Творимая легенда - Федор Сологуб
Шрифт:
Интервал:
Закладка:
Мальчик краснел. На глазах его блестели слезинки. Дулебов спросил:
– Ну, скажи мне, какая вера на свете самая лучшая?
Мальчик задумался. Шабалов злорадно спрашивал:
– Неужели и этого не можешь сказать?
Мальчик сказал:
– Когда кто искренно верует, это и есть лучшая вера.
– Этакий пень! – с убеждением сказал Шабалов.
Триродов посмотрел на него с удивлением. Сказал тихо:
– Искренность религиозного настроения, конечно, лучший признак спасающей веры.

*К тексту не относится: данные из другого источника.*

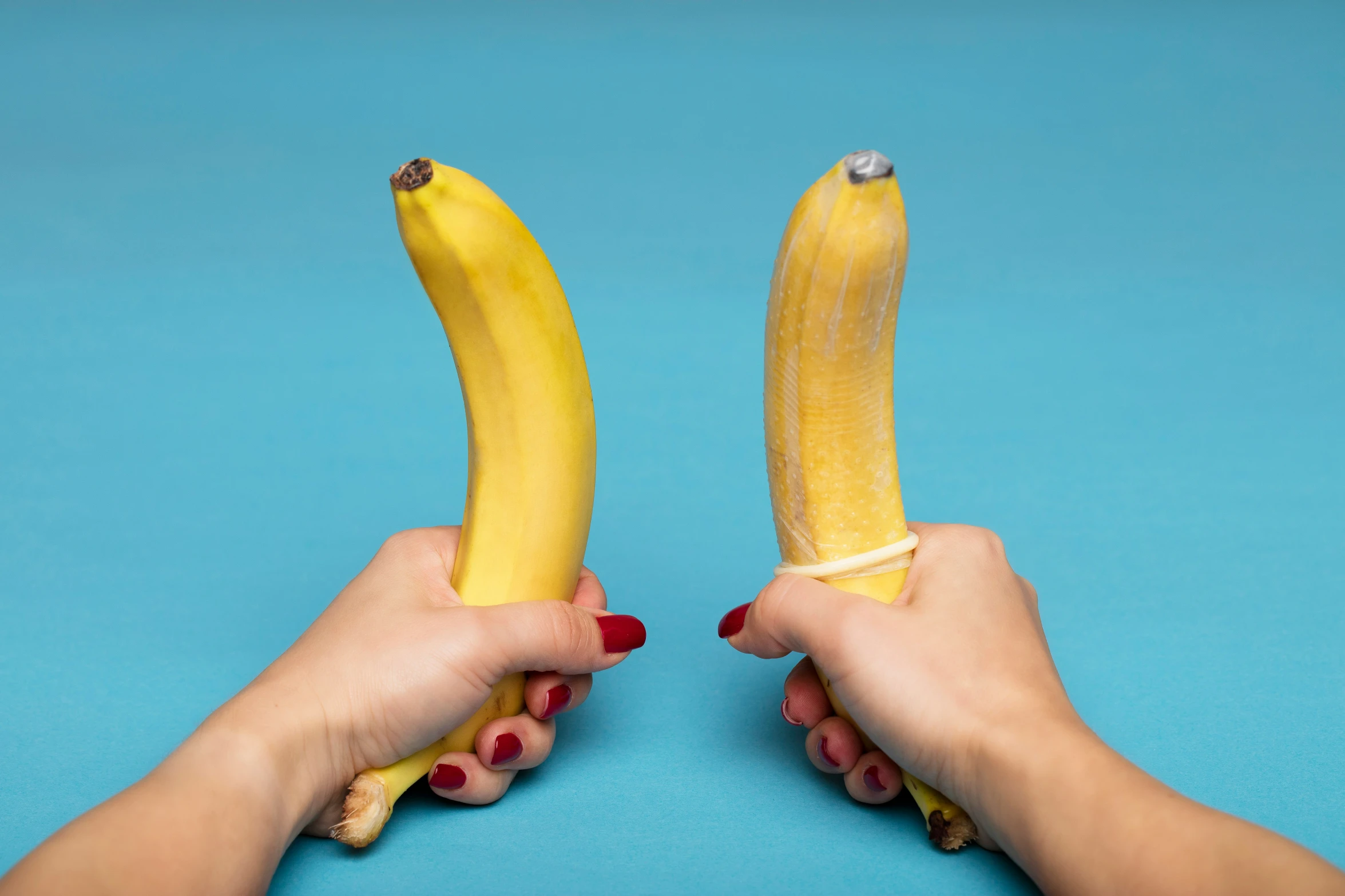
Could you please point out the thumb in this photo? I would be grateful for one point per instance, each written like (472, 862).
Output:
(794, 613)
(553, 636)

– Об этом мы поговорим после, – строго завизжал Дулебов. – А уж теперь неудобно препираться.
Триродов улыбнулся и сказал:
– Когда хотите. Мне все равно, когда препираться.
Дулебов, красный и взволнованный, встал со своего кресла и подошел к Триродову. Сказал:
– Мне с вами необходимо переговорить.
– Пожалуйста, – с некоторым удивлением сказал Триродов.
– Пожалуйста, продолжайте, – сказал Дулебов Шабалову.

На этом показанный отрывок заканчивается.